Peter Rhodes on BBC salaries, an average summer and a close encounter with cluster bombs
Richard Sharp, former (briefly) chair of the BBC, suggests a household levy or broadband tax to fund the Corporation. Here's a better idea. Why doesn't the BBC learn to live within its means?
It could start by reviewing its star salaries. For example, if a BBC presenter has allegedly given £35,000 to a teenager in exchange for indecent images, that star has probably been paid too much. About £35,000 too much.
We were warned that Britain would endure more scorching summers like last year's. So far there's nothing to suggest anything tropical. In fact, with plenty of showers and temperatures hovering around 20C for the next fortnight, it looks like a pretty middling sort of July. But “middling” doesn't make good headlines.
As the world recoils at the prospect of US cluster bombs being unleashed in Ukraine, I recall reporting from the first Gulf War (the legal one) in 1990. The RAF Tornado bombers carried a fiendish cluster device, the JP233 munitions pod, which showered hundreds of bomblets on its targets, usually runways.
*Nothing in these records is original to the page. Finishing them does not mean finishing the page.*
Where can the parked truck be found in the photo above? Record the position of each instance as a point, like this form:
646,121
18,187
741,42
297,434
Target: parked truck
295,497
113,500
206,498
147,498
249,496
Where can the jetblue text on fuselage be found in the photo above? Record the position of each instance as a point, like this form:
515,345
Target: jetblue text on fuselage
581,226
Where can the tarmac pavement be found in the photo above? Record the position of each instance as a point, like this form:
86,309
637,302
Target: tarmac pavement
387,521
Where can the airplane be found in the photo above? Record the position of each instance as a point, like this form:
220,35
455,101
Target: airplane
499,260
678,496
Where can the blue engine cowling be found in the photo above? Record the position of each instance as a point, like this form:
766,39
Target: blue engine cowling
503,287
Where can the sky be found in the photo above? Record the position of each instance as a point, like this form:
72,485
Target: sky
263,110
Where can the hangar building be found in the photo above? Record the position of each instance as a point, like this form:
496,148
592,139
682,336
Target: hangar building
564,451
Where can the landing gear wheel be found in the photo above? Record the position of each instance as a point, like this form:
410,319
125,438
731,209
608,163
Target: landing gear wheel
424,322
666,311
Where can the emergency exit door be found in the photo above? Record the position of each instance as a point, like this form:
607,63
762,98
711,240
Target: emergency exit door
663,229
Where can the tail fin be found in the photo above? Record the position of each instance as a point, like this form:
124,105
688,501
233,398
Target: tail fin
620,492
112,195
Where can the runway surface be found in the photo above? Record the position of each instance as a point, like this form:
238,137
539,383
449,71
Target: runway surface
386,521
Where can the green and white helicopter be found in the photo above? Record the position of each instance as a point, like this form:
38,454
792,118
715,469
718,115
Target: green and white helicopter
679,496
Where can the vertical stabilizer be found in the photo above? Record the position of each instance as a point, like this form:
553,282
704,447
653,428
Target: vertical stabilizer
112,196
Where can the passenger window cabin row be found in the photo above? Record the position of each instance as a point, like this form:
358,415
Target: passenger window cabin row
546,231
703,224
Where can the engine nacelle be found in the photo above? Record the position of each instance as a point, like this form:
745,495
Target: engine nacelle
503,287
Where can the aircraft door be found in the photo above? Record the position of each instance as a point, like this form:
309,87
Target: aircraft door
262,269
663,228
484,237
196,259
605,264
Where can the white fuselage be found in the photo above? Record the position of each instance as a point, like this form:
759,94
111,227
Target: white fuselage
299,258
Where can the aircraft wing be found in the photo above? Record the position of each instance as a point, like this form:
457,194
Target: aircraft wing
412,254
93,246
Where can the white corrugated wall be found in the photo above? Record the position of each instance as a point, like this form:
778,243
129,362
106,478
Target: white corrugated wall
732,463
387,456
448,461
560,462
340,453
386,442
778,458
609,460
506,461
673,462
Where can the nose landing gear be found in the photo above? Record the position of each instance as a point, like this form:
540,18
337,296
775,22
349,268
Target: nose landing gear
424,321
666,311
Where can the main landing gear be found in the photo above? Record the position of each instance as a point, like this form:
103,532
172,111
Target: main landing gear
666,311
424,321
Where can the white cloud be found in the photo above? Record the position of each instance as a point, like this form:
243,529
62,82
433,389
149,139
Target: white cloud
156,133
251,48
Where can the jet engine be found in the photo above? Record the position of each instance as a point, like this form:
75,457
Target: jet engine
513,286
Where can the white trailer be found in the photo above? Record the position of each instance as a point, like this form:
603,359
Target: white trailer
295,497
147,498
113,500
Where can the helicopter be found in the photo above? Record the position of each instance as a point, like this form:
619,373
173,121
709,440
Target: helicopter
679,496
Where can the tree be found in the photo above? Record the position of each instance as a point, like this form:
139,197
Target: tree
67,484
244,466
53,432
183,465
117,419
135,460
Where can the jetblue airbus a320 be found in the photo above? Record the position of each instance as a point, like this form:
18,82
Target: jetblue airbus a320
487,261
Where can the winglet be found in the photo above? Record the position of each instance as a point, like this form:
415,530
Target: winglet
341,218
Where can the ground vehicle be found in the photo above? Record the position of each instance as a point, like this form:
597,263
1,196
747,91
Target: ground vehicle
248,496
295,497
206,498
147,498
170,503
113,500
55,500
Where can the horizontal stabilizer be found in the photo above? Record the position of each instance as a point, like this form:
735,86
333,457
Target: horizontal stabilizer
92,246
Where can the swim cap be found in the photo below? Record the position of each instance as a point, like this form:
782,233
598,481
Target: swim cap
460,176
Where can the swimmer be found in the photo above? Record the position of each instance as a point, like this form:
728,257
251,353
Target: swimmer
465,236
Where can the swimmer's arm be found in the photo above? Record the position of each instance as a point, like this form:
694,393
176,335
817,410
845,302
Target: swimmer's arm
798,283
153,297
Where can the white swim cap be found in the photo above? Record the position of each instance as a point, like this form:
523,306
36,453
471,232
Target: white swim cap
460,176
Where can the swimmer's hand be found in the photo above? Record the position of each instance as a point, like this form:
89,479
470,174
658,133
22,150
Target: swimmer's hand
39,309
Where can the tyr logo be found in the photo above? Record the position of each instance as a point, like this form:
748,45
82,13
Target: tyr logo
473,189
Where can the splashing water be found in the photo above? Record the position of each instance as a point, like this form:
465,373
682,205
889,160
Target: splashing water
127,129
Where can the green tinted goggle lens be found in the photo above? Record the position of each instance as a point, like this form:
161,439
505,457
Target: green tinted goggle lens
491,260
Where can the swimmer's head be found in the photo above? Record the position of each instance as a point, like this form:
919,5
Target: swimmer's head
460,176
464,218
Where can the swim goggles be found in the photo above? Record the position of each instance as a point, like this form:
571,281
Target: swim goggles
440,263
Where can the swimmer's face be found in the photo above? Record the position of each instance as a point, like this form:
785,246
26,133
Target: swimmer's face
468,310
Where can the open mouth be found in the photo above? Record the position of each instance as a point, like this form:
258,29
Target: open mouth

It was such a nasty beast that the authorities in Bahrain forbade the Tornados from taking off over their city, whatever the wind direction.
We hacks watched a pair of Tornados battling against an unhelpfully stiff tailwind to climb above the Persian Gulf. For a few agonising moments the warplanes vanished into the heat haze at the end of the runway before reappearing to continue their slow, lumbering climb into the azure. Things you never forget.
After 47 years of production, it's the end of the line for Ford's little family car, the Fiesta. At least it's the Fiesta in most places. In Bristol, however, it's the Fiestal. The city has a unique dialect in which an L is added to some words ending with a vowel, giving us cinemal and areal. Ford provided a rich supply of names suitable for this “terminal L”. The Fiestal comes from the same stable as the Cortinal and the Granadal.
A Bristolian once told me of a dance hall in his home city where the band leader announced the Latin-American section, featuring a rumbal, a sambal, a pasol doblel and the ever-popular congal.